Server and client have a pre-shared key K. Assuming that that pre-shared key is safe, so nobody other than server/client can encrypt/decrypt.

Client sends a nonce N to server, server then sends back message M in encrypted form AES_CBC_Encrypt(M+N, K, IV) to client. So client can verify if there is a replay attack trying to send an expired message.

Is it necessary for client to send N in encrypted form AES_CBC_Encrypt(N, K, IV) or it is OK to just send N in clear.

(M and N are 16-byte array, M+N means concatenation of M and N).

  • Just sending "N in clear" would completely fail to protect against replays.
    – user49075
    Feb 17, 2015 at 3:07
  • Can you explain?
    – Krypton
    Feb 17, 2015 at 3:08
  • 1
    Ricky, how would it? (given the attacker does not know M or K?)
    – Chris S
    Feb 17, 2015 at 3:09
  • Just sending N in clear would make the rest of what gets sent completely independent of N.
    – user49075
    Feb 17, 2015 at 3:11
  • 1
    Assume, for the sake of argument, that M is exactly one AES block in length. CBC ciphertexts are malleable, so an attacker can trivially garble the component of the ciphertext containing the nonce. If you don't check that the nonce is one that you have previously sent (and not simply one you haven't seen before), an attacker will be able to replay any message he pleases. You may want to a) use CTR and have an incrementing IV and no nonce, b) use an AEAD mode like GCM with the nonce as the AAD instead of part of the plaintext, or c) just use TLS and avoid reinventing the wheel. Feb 17, 2015 at 3:48

1 Answer 1


Nonces do not necessarily have to be secret, their only use is to ensure that a message is unique.

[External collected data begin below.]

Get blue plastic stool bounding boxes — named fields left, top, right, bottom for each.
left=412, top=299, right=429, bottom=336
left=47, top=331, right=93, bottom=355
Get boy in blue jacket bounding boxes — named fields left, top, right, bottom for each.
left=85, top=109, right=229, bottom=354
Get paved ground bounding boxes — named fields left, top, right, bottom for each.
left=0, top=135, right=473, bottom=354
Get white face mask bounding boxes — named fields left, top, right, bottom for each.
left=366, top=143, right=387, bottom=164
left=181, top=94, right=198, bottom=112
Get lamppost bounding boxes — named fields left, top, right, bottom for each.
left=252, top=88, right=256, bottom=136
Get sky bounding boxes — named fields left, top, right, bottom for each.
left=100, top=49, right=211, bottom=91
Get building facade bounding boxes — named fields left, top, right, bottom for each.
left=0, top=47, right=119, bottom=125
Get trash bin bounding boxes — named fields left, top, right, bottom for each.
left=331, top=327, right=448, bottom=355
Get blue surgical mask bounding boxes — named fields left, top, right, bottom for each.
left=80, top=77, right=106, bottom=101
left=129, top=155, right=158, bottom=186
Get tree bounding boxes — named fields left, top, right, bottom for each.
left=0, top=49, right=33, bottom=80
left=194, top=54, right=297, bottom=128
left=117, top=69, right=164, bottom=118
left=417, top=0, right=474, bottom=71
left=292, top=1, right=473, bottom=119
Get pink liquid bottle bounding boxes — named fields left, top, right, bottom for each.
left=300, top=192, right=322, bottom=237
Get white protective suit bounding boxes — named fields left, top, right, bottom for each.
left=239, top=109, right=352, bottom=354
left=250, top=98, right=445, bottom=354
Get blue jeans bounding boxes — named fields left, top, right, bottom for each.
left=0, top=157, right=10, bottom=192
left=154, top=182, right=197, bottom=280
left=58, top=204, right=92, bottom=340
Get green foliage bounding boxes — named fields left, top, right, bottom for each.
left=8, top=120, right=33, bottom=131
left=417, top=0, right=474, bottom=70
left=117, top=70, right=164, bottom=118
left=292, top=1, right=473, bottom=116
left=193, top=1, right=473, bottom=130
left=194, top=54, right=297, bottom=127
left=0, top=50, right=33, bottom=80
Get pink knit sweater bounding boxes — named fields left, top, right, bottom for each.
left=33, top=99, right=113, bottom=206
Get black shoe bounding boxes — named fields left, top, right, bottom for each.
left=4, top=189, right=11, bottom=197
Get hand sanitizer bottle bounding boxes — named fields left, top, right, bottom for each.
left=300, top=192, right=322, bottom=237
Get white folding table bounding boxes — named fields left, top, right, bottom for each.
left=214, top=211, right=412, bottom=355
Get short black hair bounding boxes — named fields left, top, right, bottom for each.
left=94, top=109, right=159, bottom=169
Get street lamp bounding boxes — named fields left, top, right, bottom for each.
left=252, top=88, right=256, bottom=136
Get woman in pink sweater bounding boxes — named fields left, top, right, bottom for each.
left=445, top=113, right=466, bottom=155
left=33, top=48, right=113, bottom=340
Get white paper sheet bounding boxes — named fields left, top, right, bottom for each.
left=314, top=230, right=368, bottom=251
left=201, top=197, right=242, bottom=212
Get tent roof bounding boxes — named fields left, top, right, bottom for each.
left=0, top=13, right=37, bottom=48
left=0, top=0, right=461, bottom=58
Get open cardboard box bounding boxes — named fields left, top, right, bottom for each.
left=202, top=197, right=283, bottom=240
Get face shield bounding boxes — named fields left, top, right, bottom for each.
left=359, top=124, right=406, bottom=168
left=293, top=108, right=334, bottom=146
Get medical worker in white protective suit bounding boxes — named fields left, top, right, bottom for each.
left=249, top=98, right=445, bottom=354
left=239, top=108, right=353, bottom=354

Basically, the fact that a plaintext includes a nonce means that the ciphertext is of no use to an attacker.

An attacker being able to influence the nonce is a different issue and will likely cause some problems in protocols that depend on it.

  • what is the issue of attacker being able to influence the nonce?
    – Krypton
    Feb 17, 2015 at 3:15
  • If they can influence the nonce during a handshake to a known nonce from a captured ciphertext then they can replay the ciphertext.
    – Chris S
    Feb 17, 2015 at 3:19
  • I am not doing any handshaking here though.
    – Krypton
    Feb 17, 2015 at 3:23
  • Having the client send a nonce, then the server responding with the encrypted message is really a handshake :) Ensure that the client actually validates the nonce and you'll be golden.
    – Chris S
    Feb 17, 2015 at 3:35
  • I'm having a nonce in this scenario so that the client can validate the response from server.